Remember a while ago when I mentioned it was marathon season?
Well, it seems my marathon went missing.
I looked all over London for it… from Tower Bridge to the Battersea Power Station, and I couldn’t find it anywhere.
I looked around the British Museum and the Tate Modern but, nope, no marathon there.
I walked through Canary Wharf, through Soho, up to The Mall, around Buckingham Palace and, still, no marathon.
Somewhere around Richmond, I saw some runners. “Hey, maybe they know where the marathon’s gone”, I thought.
I followed them into Richmond Park, but they soon disappeared over the horizon. I stopped to look at a herd of deer.
“Do you know where the marathon went?” I asked.
They just blinked back at me and turned away.
I left Richmond Park and entered Wimbledon Common, thinking maybe I’d find my marathon there, but it was still nowhere to be found.
Fully exhausted, I did what any thinking person would do. I went to the pub to have a pint.
In case you haven’t already noticed, I missed a run in London thanks to my recent foot injury.
At my last physio appointment before flying out, I asked my physiotherapist to level with me.
“So,” I asked, “what do you think? Can I run London?”
“Well, you could, but you won’t walk for at least a week after.”
Fully enabled, I tried smuggling my running shoes in my suitcase.
Unfortunately, I got caught by the no-fun-police (aka my husband).
“What are those?” he asked.
“Umm, just shoes,” I replied, quickly zipping up my suitcase.
“Sensible walking shoes for people with busted feet.”
“They’re running shoes, aren’t they?”
He unzipped my suitcase, and removed my running shoes. “No running, Fleck. You don’t want to injure yourself any more.
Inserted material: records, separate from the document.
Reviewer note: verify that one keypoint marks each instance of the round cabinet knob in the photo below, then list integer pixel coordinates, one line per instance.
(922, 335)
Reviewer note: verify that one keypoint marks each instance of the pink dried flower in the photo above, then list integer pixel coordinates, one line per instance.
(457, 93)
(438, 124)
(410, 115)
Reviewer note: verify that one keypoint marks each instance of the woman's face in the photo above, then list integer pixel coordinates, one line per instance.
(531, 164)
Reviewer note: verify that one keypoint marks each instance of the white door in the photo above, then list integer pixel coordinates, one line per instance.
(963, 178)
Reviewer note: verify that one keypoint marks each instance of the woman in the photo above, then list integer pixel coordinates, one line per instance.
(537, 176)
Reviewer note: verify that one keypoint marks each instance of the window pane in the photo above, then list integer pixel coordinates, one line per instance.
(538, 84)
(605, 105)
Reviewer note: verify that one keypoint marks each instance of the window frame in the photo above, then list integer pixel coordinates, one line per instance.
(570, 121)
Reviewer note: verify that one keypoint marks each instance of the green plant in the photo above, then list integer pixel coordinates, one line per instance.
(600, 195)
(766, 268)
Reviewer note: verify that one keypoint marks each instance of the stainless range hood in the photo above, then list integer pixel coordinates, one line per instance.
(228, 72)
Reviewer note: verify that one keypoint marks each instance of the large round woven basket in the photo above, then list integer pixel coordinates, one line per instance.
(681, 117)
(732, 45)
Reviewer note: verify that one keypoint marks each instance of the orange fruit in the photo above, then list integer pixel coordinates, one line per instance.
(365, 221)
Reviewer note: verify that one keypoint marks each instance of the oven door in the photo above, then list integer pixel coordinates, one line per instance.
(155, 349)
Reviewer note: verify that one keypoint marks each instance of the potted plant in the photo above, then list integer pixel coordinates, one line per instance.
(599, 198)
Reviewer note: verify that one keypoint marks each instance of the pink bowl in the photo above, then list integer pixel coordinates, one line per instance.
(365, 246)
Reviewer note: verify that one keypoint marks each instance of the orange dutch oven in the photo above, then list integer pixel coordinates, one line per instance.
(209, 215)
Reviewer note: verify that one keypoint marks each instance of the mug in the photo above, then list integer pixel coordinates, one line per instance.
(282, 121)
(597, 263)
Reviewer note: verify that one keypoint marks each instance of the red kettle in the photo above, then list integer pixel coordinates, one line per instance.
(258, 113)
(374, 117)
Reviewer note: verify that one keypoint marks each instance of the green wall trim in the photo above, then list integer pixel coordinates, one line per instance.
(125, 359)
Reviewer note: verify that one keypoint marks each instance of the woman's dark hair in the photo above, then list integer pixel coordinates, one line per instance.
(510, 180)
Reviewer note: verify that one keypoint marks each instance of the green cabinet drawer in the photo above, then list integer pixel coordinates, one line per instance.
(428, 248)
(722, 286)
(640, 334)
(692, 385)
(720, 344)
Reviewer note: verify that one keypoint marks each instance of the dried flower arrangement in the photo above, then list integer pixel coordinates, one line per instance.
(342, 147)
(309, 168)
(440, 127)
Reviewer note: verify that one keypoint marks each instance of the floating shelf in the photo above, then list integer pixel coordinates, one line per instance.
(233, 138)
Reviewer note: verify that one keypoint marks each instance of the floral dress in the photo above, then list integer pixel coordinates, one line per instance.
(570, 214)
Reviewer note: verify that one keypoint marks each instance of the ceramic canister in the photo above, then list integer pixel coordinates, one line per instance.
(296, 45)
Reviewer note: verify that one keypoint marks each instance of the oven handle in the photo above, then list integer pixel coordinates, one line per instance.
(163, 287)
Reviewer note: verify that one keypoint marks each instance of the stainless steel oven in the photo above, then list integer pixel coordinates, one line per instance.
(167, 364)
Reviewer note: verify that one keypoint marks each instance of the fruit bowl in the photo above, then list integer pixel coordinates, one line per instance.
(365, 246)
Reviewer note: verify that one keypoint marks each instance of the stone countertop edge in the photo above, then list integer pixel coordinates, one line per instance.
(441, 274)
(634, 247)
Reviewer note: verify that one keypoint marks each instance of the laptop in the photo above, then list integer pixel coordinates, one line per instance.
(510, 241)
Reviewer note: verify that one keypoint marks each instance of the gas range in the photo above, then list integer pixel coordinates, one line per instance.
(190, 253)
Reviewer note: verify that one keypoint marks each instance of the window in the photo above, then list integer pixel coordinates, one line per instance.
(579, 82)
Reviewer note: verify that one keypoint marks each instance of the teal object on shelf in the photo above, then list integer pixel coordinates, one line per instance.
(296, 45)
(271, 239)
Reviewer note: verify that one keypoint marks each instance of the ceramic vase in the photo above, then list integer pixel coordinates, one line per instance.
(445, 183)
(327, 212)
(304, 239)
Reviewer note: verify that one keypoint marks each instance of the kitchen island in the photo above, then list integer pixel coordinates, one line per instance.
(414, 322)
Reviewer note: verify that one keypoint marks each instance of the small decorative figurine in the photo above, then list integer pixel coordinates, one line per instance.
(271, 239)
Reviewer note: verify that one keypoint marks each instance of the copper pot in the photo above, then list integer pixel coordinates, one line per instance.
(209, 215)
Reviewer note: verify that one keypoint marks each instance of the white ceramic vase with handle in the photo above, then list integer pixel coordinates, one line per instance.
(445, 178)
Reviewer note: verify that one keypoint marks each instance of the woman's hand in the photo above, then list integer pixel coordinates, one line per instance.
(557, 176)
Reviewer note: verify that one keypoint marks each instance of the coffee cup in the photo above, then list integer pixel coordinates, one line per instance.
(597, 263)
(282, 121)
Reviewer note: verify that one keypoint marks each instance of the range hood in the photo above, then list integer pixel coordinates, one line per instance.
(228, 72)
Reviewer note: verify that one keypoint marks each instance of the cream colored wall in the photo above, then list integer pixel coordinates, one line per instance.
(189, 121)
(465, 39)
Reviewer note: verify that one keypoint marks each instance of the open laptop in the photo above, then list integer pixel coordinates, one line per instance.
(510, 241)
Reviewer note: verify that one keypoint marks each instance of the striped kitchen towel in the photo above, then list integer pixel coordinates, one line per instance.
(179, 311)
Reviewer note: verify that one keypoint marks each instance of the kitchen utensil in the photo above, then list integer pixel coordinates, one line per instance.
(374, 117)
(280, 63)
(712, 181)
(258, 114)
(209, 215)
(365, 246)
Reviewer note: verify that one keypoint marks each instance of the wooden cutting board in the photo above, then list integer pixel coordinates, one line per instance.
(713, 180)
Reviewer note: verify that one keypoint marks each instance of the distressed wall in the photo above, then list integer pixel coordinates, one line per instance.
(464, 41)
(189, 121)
Don’t you want to run your other races this year?”
“Bu… but… but, London…”
He handed me my shoes, and put a hand on my shoulder. “If you run, and you get hurt, you’re going to ruin your vacation. What will you do if you can’t walk? Do you want to spend your holiday sitting in our friend’s flat nursing a busted foot?”
I snuffled and put the shoes back in the closet. “No.”
I spent most of our flight telling myself it was okay to miss the run. I reminded myself that I had other races lined up this summer, that I could run London another year, that I’d still have fun on our vacation even if I didn’t run.
None of it was helping my mood.
On what would have been run day, we woke up to a rare sunny London morning. Our friend’s flat was flooded in light.
“So, what do you guys want to do today, then?” Our friend asked.
“Run,” I growled.
My husband shook his head and snickered. “It’s a nice day. Let’s walk about the city and see where we end up.”
And so we did.
We walked the length and breadth of Central London, through 2 parks, past castles, in and out of museums and shops and, of course, a few pubs along the way. We walked for so long that before we knew it, the day was done and we were sitting in a pub in Wimbledon.
“What a marathon that was,” our friend said.
When we got home, my friend’s words still rang in my mind, so I went to the computer, and retraced our steps around the city. To my shock, we’d actually walked a marathon.
Case of the missing marathon closed, I laced up my shoes and went for a quick 5K around the neighborhood.
Afterwards, I poured myself a pint of ale, put my feet up, and celebrated my many marathons to come.
Happy National Running Day, everyone.